Anschließend zeigten Hofmann und Holt Computersimulationen für Schleiden mit unterschiedlichen Wasserständen und verschiedenen Zeiten. „Wir haben schnell einen ersten Prototyp entwickelt, um die Anwendbarkeit zu zeigen“, erklärte Hofmann.

„Für verschiedene Regionen in NRW können unterschiedlich starke Niederschläge von 20 bis 80 Millimeter ausgewählt und dann geschaut werden, was auf der Oberfläche passiert.“ Das System habe den Vorteil, dass man mit der Zeit ein Gefühl dafür bekomme, was die verschiedenen Niederschlagsintensitäten für Folgen hätten.

Auch für die Planung von Retentionsflächen von Vorteil

Adrian Holt wies darauf hin, dass auch Schutzmaßnahmen berücksichtigt werden können: „Was passiert beispielsweise, wenn einer der Zuflüsse mit einer Hochwasserschutzwand gestaut wird.

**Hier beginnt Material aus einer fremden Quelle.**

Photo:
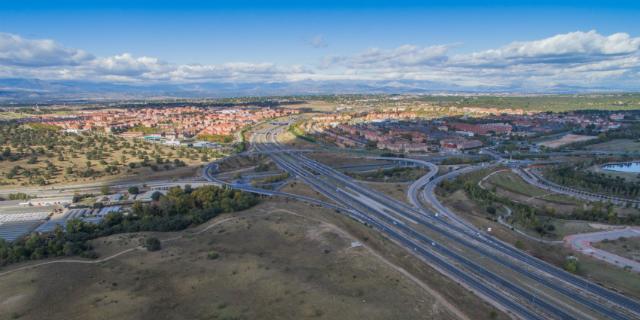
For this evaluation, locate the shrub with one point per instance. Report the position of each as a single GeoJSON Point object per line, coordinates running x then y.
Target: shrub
{"type": "Point", "coordinates": [152, 244]}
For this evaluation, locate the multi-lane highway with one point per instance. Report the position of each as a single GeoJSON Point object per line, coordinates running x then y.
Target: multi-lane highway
{"type": "Point", "coordinates": [508, 278]}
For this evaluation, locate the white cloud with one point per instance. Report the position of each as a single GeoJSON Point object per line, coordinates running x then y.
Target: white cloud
{"type": "Point", "coordinates": [318, 41]}
{"type": "Point", "coordinates": [17, 51]}
{"type": "Point", "coordinates": [569, 48]}
{"type": "Point", "coordinates": [573, 59]}
{"type": "Point", "coordinates": [406, 55]}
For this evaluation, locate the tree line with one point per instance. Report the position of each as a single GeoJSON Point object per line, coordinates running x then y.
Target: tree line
{"type": "Point", "coordinates": [177, 210]}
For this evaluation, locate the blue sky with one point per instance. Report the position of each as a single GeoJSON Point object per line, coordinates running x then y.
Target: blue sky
{"type": "Point", "coordinates": [306, 34]}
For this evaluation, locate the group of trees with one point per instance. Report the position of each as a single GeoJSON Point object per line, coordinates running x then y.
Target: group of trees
{"type": "Point", "coordinates": [579, 177]}
{"type": "Point", "coordinates": [396, 174]}
{"type": "Point", "coordinates": [47, 154]}
{"type": "Point", "coordinates": [177, 210]}
{"type": "Point", "coordinates": [606, 213]}
{"type": "Point", "coordinates": [523, 215]}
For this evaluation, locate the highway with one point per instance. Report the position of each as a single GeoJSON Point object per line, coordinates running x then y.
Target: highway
{"type": "Point", "coordinates": [580, 284]}
{"type": "Point", "coordinates": [534, 178]}
{"type": "Point", "coordinates": [422, 233]}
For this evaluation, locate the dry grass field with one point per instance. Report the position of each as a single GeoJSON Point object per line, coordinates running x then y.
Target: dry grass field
{"type": "Point", "coordinates": [275, 261]}
{"type": "Point", "coordinates": [107, 159]}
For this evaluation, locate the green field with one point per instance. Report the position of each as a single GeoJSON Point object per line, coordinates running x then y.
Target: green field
{"type": "Point", "coordinates": [511, 182]}
{"type": "Point", "coordinates": [620, 145]}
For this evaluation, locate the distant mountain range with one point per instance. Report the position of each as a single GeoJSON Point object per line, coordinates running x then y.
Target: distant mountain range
{"type": "Point", "coordinates": [34, 90]}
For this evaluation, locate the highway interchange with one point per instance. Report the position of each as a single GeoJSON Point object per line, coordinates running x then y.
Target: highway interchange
{"type": "Point", "coordinates": [512, 280]}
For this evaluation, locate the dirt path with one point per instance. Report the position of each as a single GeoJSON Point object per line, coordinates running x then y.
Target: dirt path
{"type": "Point", "coordinates": [436, 295]}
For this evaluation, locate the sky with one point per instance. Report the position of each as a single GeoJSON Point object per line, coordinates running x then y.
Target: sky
{"type": "Point", "coordinates": [470, 44]}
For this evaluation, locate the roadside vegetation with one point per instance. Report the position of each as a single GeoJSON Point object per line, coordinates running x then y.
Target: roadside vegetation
{"type": "Point", "coordinates": [299, 133]}
{"type": "Point", "coordinates": [177, 210]}
{"type": "Point", "coordinates": [390, 175]}
{"type": "Point", "coordinates": [576, 175]}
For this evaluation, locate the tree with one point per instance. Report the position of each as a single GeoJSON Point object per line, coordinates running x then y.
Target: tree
{"type": "Point", "coordinates": [133, 190]}
{"type": "Point", "coordinates": [156, 196]}
{"type": "Point", "coordinates": [571, 264]}
{"type": "Point", "coordinates": [152, 244]}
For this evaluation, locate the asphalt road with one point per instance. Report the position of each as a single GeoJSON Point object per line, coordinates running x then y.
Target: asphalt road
{"type": "Point", "coordinates": [395, 220]}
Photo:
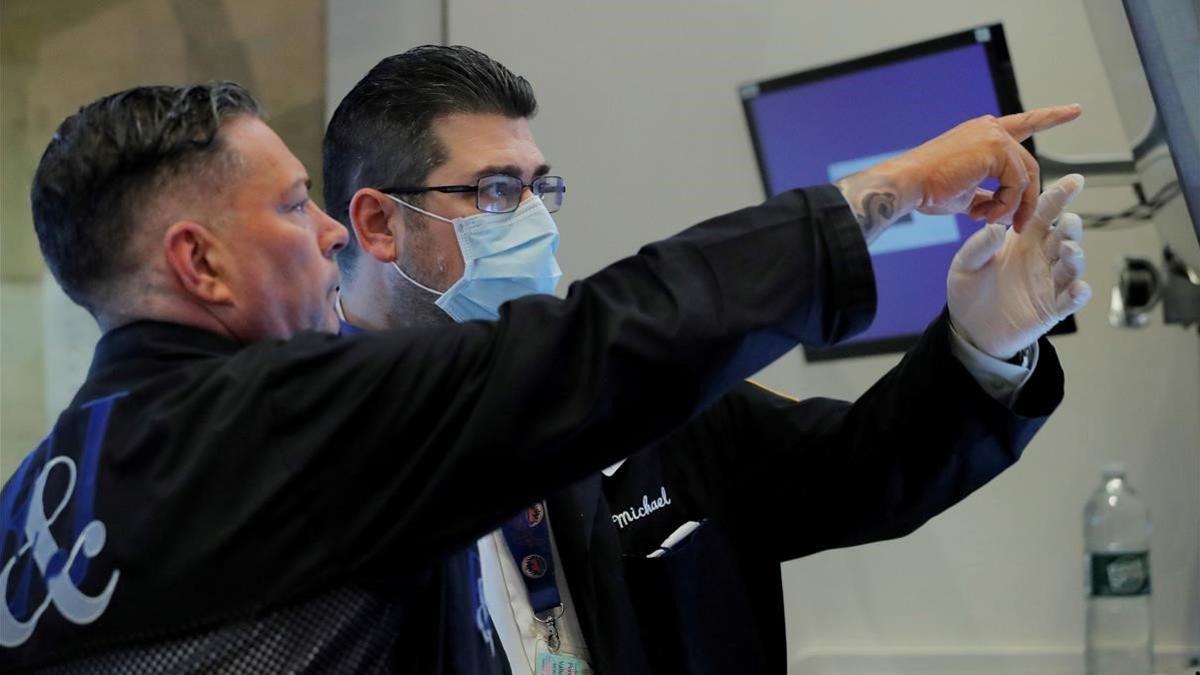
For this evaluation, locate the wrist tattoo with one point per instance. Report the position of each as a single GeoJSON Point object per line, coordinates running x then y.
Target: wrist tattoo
{"type": "Point", "coordinates": [874, 201]}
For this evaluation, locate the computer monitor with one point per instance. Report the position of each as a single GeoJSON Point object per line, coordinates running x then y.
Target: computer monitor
{"type": "Point", "coordinates": [820, 125]}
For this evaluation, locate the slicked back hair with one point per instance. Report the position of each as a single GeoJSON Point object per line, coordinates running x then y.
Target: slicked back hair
{"type": "Point", "coordinates": [382, 133]}
{"type": "Point", "coordinates": [109, 161]}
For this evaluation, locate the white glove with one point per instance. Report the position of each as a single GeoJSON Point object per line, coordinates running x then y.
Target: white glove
{"type": "Point", "coordinates": [1006, 290]}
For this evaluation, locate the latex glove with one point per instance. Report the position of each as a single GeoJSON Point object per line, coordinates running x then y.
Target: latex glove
{"type": "Point", "coordinates": [1006, 290]}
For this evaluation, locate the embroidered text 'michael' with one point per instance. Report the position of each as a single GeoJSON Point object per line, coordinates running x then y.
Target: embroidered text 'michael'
{"type": "Point", "coordinates": [635, 513]}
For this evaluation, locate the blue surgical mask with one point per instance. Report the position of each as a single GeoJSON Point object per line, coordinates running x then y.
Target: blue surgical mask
{"type": "Point", "coordinates": [507, 256]}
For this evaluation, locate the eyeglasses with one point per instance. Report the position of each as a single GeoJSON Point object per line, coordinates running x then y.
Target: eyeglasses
{"type": "Point", "coordinates": [501, 193]}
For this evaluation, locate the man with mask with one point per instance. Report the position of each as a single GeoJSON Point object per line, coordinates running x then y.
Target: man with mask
{"type": "Point", "coordinates": [669, 560]}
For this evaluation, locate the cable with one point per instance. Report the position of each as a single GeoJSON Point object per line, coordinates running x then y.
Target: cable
{"type": "Point", "coordinates": [1141, 211]}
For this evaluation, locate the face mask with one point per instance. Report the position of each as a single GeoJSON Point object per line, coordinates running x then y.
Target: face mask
{"type": "Point", "coordinates": [507, 256]}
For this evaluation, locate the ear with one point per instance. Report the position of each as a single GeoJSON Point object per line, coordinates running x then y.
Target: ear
{"type": "Point", "coordinates": [195, 257]}
{"type": "Point", "coordinates": [371, 217]}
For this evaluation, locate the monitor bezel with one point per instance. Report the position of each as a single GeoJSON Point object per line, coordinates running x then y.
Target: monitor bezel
{"type": "Point", "coordinates": [1003, 82]}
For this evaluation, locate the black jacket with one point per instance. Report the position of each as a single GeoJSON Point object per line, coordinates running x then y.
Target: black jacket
{"type": "Point", "coordinates": [310, 505]}
{"type": "Point", "coordinates": [773, 479]}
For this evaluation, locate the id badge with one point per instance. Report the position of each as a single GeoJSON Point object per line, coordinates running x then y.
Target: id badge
{"type": "Point", "coordinates": [562, 662]}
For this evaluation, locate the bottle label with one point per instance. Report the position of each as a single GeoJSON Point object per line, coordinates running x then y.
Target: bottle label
{"type": "Point", "coordinates": [1120, 574]}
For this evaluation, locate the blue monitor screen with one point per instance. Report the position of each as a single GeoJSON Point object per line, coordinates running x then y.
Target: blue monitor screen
{"type": "Point", "coordinates": [819, 126]}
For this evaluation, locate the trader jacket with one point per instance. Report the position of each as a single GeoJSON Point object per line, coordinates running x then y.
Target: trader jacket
{"type": "Point", "coordinates": [310, 505]}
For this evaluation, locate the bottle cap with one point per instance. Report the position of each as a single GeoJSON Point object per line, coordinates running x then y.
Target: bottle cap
{"type": "Point", "coordinates": [1113, 470]}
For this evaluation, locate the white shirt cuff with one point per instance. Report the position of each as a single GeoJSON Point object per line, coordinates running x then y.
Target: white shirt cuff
{"type": "Point", "coordinates": [1001, 380]}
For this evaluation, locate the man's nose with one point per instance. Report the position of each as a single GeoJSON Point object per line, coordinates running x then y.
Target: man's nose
{"type": "Point", "coordinates": [333, 236]}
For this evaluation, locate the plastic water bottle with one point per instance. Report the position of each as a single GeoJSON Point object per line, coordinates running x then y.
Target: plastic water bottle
{"type": "Point", "coordinates": [1116, 536]}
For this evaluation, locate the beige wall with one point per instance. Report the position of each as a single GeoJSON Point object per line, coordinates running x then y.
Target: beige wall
{"type": "Point", "coordinates": [57, 55]}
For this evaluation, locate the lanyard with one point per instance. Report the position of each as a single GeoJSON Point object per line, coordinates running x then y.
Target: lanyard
{"type": "Point", "coordinates": [528, 537]}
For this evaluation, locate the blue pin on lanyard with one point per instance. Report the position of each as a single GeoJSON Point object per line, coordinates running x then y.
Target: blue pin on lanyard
{"type": "Point", "coordinates": [528, 537]}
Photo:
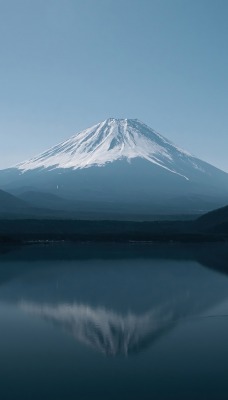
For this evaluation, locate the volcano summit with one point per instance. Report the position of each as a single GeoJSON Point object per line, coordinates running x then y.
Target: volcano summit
{"type": "Point", "coordinates": [121, 166]}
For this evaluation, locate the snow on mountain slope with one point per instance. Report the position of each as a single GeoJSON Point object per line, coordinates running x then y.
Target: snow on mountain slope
{"type": "Point", "coordinates": [111, 140]}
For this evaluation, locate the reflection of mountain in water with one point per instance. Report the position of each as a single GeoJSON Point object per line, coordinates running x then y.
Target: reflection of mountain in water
{"type": "Point", "coordinates": [106, 331]}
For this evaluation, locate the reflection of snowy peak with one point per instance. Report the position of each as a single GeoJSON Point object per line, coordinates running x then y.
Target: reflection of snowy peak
{"type": "Point", "coordinates": [103, 330]}
{"type": "Point", "coordinates": [109, 141]}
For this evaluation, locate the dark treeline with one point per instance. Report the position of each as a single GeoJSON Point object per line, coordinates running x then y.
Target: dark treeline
{"type": "Point", "coordinates": [106, 231]}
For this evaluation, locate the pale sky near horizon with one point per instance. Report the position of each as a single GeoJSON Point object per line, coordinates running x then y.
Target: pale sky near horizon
{"type": "Point", "coordinates": [68, 64]}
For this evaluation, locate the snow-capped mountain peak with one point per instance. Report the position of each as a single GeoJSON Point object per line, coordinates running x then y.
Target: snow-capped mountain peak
{"type": "Point", "coordinates": [108, 141]}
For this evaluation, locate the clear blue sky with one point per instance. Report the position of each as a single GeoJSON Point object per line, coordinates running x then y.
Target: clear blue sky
{"type": "Point", "coordinates": [67, 64]}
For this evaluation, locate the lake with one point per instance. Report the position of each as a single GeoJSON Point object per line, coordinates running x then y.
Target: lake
{"type": "Point", "coordinates": [113, 321]}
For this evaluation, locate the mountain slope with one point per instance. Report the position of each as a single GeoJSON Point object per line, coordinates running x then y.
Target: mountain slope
{"type": "Point", "coordinates": [8, 202]}
{"type": "Point", "coordinates": [122, 166]}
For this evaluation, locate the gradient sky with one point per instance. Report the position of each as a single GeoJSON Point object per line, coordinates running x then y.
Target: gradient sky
{"type": "Point", "coordinates": [67, 64]}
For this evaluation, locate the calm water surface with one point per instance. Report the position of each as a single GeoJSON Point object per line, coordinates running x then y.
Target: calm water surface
{"type": "Point", "coordinates": [114, 322]}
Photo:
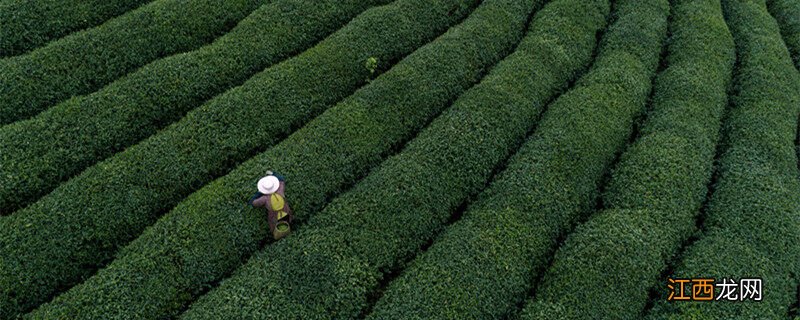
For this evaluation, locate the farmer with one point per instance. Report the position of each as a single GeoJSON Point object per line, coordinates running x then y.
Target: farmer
{"type": "Point", "coordinates": [271, 196]}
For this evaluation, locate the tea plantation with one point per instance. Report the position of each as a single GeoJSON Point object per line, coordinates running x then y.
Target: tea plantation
{"type": "Point", "coordinates": [447, 159]}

Man kann sehen, wie hoch dann der Pegel vor und hinter der Wand ist.“ Auch für die Planung von Retentionsflächen könne das System genutzt werden.

Bürgermeister Ingo Pfennings war begeistert von den Möglichkeiten: „Wir wissen dann genau, ab wann eine bestimmte Infrastruktur nicht mehr genutzt werden kann oder Menschen evakuiert werden müssen.“ Bislang müsse man die eingehenden Meldungen solcher Programme selbst interpretieren.

System kann auch die Bodenfeuchte berücksichtigen

„Was ist, wenn die Niederschläge nicht so heftig sind, aber tagelang andauern und die Böden gesättigt sind wie bei der Flut?“, wollte Volker Meuser (UWV) wissen. „Auch das ist in dem System abbildbar“, antwortete Hofmann. Man brauche dafür Informationen über die Bodenfeuchte. Das sei mit Hilfe von Sensoren möglich. Oder mit einem System des Deutschen Wetterdienstes, bei dem ein Radar eingesetzt werde.

Manfred Müller (CDU) erinnerte an die Probleme mit den Brücken: „Weil die Durchlässe mit Treibgut verstopft waren, gab es Rückstaus. Können solche Dinge miteingerechnet werden?“ Die Auswirkungen könnten zumindest geschätzt werden, meinte Hofmann.

„Am Ende soll es ja ein Frühwarnsystem sein. Wie viele Minuten, Stunden oder Tage kann man dann verlässlich vorwarnen“, fragte der Ausschussvorsitzende Jan Griskewitz (FDP). „Das liegt an den Niederschlagsvorhersagen, die wir dann vom Deutschen Wetterdienst bekommen. Bei dem Juli-Ereignis von 2021 zeichnete sich schon zwei Tage vorher ab, dass 200 Millimeter Niederschlag fallen würden.“ Wenn Starkregenereignisse aber erst zwei Stunden vorher angekündigt würden, habe man auch nur die zwei Stunden Zeit.